All of that said, Byrd's impact on the Bills was even more rare and deserved greater attention.
Byrd, who only played in 14 games due to suffering a torn labrum in his hip that required off-season surgery, nonetheless tied for the league-lead with nine interceptions. Like Cushing, Byrd was voted to the AFC Pro Bowl -- the first rookie defensive back to be honored since Charles Woodson burst into the NFL with the Oakland Raiders... in 1998.
For his play, Byrd only received six -- yes, six -- first place votes as the top defensive rookie of the 2009 class. Again, Cushing received 39.

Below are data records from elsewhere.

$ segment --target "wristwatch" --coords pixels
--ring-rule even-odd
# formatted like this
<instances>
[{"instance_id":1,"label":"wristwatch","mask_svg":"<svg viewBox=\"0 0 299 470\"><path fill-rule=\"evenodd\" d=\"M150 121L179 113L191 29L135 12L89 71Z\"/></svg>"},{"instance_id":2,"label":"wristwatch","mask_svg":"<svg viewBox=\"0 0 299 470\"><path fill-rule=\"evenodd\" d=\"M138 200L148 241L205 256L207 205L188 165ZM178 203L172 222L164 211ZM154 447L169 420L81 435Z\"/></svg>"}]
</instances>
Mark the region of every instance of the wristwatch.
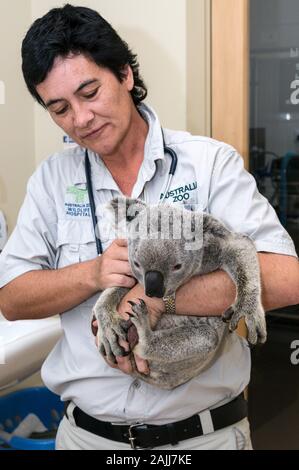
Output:
<instances>
[{"instance_id":1,"label":"wristwatch","mask_svg":"<svg viewBox=\"0 0 299 470\"><path fill-rule=\"evenodd\" d=\"M165 313L169 315L175 314L175 292L171 295L167 295L163 297L164 305L165 305Z\"/></svg>"}]
</instances>

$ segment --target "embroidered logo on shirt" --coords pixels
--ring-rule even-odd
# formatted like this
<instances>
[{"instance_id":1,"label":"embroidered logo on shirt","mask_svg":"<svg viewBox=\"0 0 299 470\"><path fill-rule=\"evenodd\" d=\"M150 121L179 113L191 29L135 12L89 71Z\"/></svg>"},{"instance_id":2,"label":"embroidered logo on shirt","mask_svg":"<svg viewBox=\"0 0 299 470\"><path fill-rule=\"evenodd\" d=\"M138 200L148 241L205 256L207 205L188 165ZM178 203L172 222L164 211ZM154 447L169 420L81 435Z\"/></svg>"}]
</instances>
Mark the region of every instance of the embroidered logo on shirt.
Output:
<instances>
[{"instance_id":1,"label":"embroidered logo on shirt","mask_svg":"<svg viewBox=\"0 0 299 470\"><path fill-rule=\"evenodd\" d=\"M75 202L80 204L84 202L87 196L87 189L76 188L76 186L70 186L66 190L66 194L73 194L75 196Z\"/></svg>"},{"instance_id":2,"label":"embroidered logo on shirt","mask_svg":"<svg viewBox=\"0 0 299 470\"><path fill-rule=\"evenodd\" d=\"M69 186L66 190L65 212L71 217L90 217L87 189Z\"/></svg>"},{"instance_id":3,"label":"embroidered logo on shirt","mask_svg":"<svg viewBox=\"0 0 299 470\"><path fill-rule=\"evenodd\" d=\"M187 183L184 186L180 186L175 189L171 189L167 192L165 196L165 200L168 198L172 198L172 202L184 202L188 201L190 198L190 192L194 191L197 188L197 181L193 181L193 183ZM164 196L163 193L160 194L160 199Z\"/></svg>"}]
</instances>

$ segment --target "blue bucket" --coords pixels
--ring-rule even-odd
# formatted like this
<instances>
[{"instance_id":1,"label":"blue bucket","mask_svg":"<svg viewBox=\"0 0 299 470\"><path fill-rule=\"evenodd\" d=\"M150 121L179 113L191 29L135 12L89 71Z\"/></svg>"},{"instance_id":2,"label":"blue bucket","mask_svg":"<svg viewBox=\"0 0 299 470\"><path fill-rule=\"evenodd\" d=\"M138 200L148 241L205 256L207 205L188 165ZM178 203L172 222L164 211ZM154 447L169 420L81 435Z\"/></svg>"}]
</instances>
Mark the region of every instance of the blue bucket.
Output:
<instances>
[{"instance_id":1,"label":"blue bucket","mask_svg":"<svg viewBox=\"0 0 299 470\"><path fill-rule=\"evenodd\" d=\"M20 424L29 413L42 421L48 431L55 431L63 417L63 402L58 395L46 387L33 387L18 390L0 397L0 429L8 433ZM0 450L54 450L55 437L30 439L14 436L9 441L9 448L1 441Z\"/></svg>"}]
</instances>

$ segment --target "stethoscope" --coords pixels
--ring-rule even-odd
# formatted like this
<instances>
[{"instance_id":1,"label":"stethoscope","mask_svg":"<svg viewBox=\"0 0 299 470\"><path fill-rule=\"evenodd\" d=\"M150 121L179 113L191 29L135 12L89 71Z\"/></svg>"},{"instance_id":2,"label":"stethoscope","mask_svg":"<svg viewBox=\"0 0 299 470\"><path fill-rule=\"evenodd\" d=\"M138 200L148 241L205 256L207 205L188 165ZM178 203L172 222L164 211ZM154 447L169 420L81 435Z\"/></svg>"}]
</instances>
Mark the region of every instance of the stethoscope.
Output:
<instances>
[{"instance_id":1,"label":"stethoscope","mask_svg":"<svg viewBox=\"0 0 299 470\"><path fill-rule=\"evenodd\" d=\"M169 172L168 172L168 178L167 178L164 190L162 192L162 197L159 201L159 204L161 204L164 201L165 196L168 193L172 178L173 178L173 176L175 174L175 171L176 171L177 162L178 162L178 157L177 157L176 152L173 149L171 149L170 147L167 147L166 144L165 144L163 129L161 129L161 132L162 132L162 138L163 138L164 154L168 153L168 155L170 155L171 164L170 164L170 168L169 168ZM87 189L87 192L88 192L90 212L91 212L92 224L93 224L95 240L96 240L96 247L97 247L98 255L101 255L103 253L103 247L102 247L101 239L97 235L98 217L96 215L96 207L95 207L95 202L94 202L94 194L93 194L92 181L91 181L91 168L90 168L90 161L89 161L89 158L88 158L88 150L87 149L85 149L85 175L86 175L86 189Z\"/></svg>"}]
</instances>

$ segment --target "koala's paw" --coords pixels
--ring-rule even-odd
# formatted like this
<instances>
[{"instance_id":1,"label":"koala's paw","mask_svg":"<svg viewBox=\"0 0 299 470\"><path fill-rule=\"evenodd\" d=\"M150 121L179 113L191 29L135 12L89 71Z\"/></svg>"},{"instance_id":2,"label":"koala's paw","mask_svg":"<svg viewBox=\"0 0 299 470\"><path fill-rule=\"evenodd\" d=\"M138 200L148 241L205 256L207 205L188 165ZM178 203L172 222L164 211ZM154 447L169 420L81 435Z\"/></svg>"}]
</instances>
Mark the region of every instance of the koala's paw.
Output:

Whether he wins it in his second attempt or not, one thing is clear: Byrd will get a helluva lot more consideration now that voters will have to take into account Cushing's failed drug test.
And that is a shame.
Byrd was better in the first place...
Posted on: April 2, 2009 11:59 pm
Oregon junior cornerback Jairus Byrd was unable to workout at the Combine due to a groin pull, but struggled to reward scouts for their patience in testing in the mid to upper 4.6s in the 40-yard dash, according to scouts in attendance.
The time is certainly a concern for scouts, though they were also quick to point out that Byrd tested very well in shuttle drills (4.10 short shuttle, 6.75 3-cone). Each of these marks would have ranked among the top ten cornerbacks tested in Indianapolis and are indicative of the rare agility and burst Byrd showed throughout his career with the Oregon Ducks. If Byrd's name is familiar, it is because his father, Gill Byrd, was a long-time standout for the San Diego Chargers at cornerback.
A few hundred miles south, Hawaii cornerback Ryan Mouton suffered the same fate at his Pro Day today (held at the Home Depot Center in Los Angeles) that limited him at the Combine over a month ago -- a pulled hamstring. Still, the 5'09, 187 pound cornerback flashed some eye-popping explosion by dropping his 40-yard dash time from 4.51 seconds at the Combine to 4.46 seconds Thursday. So why did five-hundredths of a second rate as a significant improvement? Because Mouton, according to scouts in attendance, pulled up with the hamstring at about the 30 yard mark in the event and still posted a 4.46 second time. Had the injury not occurred, he likely would have been in the low to mid 4.3s... Mouton's explosiveness was on display in the broad jump, where he leapt 11'0 -- a mark beaten only by potential first round pick Darius Butler (Connecticut) among the cornerbacks tested at the Combine.